How To Set Up Automated MongoDB Backups to S3

Quick Links

What Is The Best Backup Strategy?

Setting Up mongodump and S3

Setting Up An S3 Lifecycle

Setting up database backups is the most important thing to handle as a database administrator. While Database-as-a-Service platforms like RDS support automatic backups out of the box, if you're running your own server, you'll need to set up backups yourself.

What Is The Best Backup Strategy?

The most headache-free backup strategy is to use a fully managed Database-as-a-Service, and configure automatic backups from their control panel. This includes services like AWS RDS and DocumentDB, as well as Mongo's Atlas, which both support automatic backups to S3. However, not everyone is using those, and if you aren't, you'll need to handle them yourself.

If you don't want to handle them yourself, but still need to be running a database on your own hardware, you can try Mongo's Cloud Manager, which costs $40 per month per server, and supports automatic backups as well as operations monitoring. This is by far the best option for sharded clusters and replica sets, so if you're using anything more than a single database, you'll want to set this up.

However, nothing beats free, and you can of course set up backups yourself with a simple cron job. You have two options---back up the underlying files with a filesystem snapshot, or run mongodump. Both are valid methods, and can both be done on a running database, so the option is up to you. We'll be going with mongodump as it's much simpler, but if you have a very large database, you may want to use filesystem snapshots instead.

Setting Up mongodump and S3

First, you'll need the AWS CLI installed and configured with an IAM account that can access the target bucket. You'll also need to create a bucket that will house the backups.

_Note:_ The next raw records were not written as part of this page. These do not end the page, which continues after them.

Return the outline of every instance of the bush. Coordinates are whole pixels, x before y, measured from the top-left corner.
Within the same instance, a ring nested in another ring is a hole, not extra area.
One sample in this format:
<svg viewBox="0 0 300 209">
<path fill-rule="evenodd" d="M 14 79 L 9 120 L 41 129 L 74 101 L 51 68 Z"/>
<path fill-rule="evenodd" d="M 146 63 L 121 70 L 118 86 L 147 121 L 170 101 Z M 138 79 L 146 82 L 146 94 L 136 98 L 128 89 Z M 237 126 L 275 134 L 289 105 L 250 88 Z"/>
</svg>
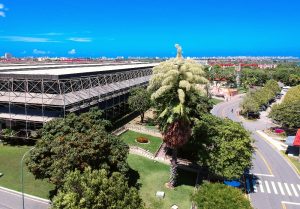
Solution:
<svg viewBox="0 0 300 209">
<path fill-rule="evenodd" d="M 204 183 L 192 200 L 198 209 L 252 209 L 250 201 L 239 189 L 220 183 Z"/>
<path fill-rule="evenodd" d="M 286 93 L 281 104 L 272 107 L 269 114 L 274 121 L 288 128 L 300 127 L 300 85 L 295 86 Z"/>
<path fill-rule="evenodd" d="M 63 187 L 53 200 L 53 209 L 143 209 L 138 190 L 129 187 L 118 172 L 86 168 L 66 175 Z"/>
<path fill-rule="evenodd" d="M 149 139 L 147 139 L 146 137 L 140 136 L 138 138 L 136 138 L 136 141 L 142 144 L 148 143 Z"/>
</svg>

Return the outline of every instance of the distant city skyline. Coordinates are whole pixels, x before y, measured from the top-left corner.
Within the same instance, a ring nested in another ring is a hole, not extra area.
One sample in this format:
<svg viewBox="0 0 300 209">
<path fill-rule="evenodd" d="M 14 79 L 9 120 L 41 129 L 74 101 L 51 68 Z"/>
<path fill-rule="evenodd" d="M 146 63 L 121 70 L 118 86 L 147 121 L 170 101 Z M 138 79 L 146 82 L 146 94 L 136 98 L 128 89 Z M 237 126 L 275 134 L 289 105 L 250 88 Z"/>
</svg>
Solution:
<svg viewBox="0 0 300 209">
<path fill-rule="evenodd" d="M 300 56 L 297 0 L 0 0 L 0 56 Z"/>
</svg>

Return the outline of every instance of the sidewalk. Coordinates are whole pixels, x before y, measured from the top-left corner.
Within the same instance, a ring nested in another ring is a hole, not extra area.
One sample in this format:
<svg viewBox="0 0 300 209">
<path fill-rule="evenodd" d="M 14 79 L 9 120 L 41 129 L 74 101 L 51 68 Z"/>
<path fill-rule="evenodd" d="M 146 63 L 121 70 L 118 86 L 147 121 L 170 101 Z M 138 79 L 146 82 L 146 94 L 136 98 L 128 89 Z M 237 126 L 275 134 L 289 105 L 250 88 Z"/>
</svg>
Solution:
<svg viewBox="0 0 300 209">
<path fill-rule="evenodd" d="M 285 151 L 286 148 L 288 147 L 286 144 L 284 144 L 276 139 L 273 139 L 272 137 L 268 136 L 266 133 L 264 133 L 261 130 L 258 130 L 256 132 L 279 151 Z"/>
</svg>

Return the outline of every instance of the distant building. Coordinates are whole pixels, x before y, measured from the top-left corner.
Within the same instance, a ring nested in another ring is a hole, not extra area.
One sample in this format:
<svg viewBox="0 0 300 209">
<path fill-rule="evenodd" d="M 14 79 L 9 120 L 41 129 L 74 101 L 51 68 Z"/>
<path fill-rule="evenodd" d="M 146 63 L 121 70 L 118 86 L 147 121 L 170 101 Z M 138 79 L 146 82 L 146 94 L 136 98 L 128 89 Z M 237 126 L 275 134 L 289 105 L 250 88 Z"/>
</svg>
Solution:
<svg viewBox="0 0 300 209">
<path fill-rule="evenodd" d="M 12 58 L 12 54 L 11 53 L 5 53 L 4 58 L 7 59 L 7 60 L 10 60 Z"/>
</svg>

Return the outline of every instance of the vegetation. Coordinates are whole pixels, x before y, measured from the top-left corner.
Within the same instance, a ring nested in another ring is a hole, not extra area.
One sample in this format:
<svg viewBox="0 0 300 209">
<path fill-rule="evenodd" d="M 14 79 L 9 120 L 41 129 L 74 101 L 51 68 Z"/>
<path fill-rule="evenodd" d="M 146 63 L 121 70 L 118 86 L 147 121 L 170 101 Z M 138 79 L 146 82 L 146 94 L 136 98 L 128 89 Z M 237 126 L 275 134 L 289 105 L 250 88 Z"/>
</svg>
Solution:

Then, copy this script onto the server:

export HOME=/home/ubuntu/

HOST=localhost

# DB name

DBNAME=database

# S3 bucket name

BUCKET=backups

# Linux user account

USER=ubuntu

# Current time

TIME=`/bin/date +%d-%m-%Y-%T`

# Backup directory

DEST=/home/$USER/tmp

# Tar file of backup directory

TAR=$DEST/../$TIME.tar

# Create backup dir (-p to avoid warning if already exists)

/bin/mkdir -p $DEST

# Log

echo "Backing up $HOST/$DBNAME to s3://$BUCKET/ on $TIME";

# Dump from mongodb host into backup directory

/usr/bin/mongodump -h $HOST -d $DBNAME -o $DEST

# Create tar of backup directory

/bin/tar cvf $TAR -C $DEST .

# Upload tar to s3

/usr/bin/aws s3 cp $TAR s3://$BUCKET/ --storage-class STANDARD_IA

# Remove tar file locally

/bin/rm -f $TAR

# Remove backup directory

/bin/rm -rf $DEST

# All done

echo "Backup available at https://s3.amazonaws.com/$BUCKET/$TIME.tar"

This sets a bunch of variables, including the HOME variable for cron compatibility, as well as the database and bucket settings. It then creates a ~/tmp folder to save the dump to, and runs mongodump on the target database. It runs tar to backup the directory (since mongodump saves separate files for each collection), and then uploads the file to S3, storing it in the given bucket in the Infrequent Access tier, which saves money on storage costs and is ideal for this use case.

If you run this script, you should see a new backup tar in the target bucket. If it works, open up your crontab with:

crontab -e

And add a new line for this script:

You'll likely want to set it to * * * * * to have it run every minute, just to make sure it works from cron. Once you've confirmed it does, you can set it to something more reasonable, like once or twice per day. You can use this online cron scheduler to make sure your schedules are in order.

Setting Up An S3 Lifecycle

Since these backups are just dumps of the database, you probably don't want to store more than a week or two worth of them, as they'll fill up your S3 bucket pretty quick otherwise.

S3 can handle rotating objects out of the buckets with S3 Lifecycles. From the bucket settings, click "Management" and "Add Lifecycle Rule."

Set it to apply to all objects in the bucket, and give it a name. Skip over Transitions.

Under Expiration, you can configure it to delete objects after a certain number of days in the bucket. You can also delete previous versions of objects, but since the script is timestamping the backups, it's not necessary.

Click create, and the policy will be in effect.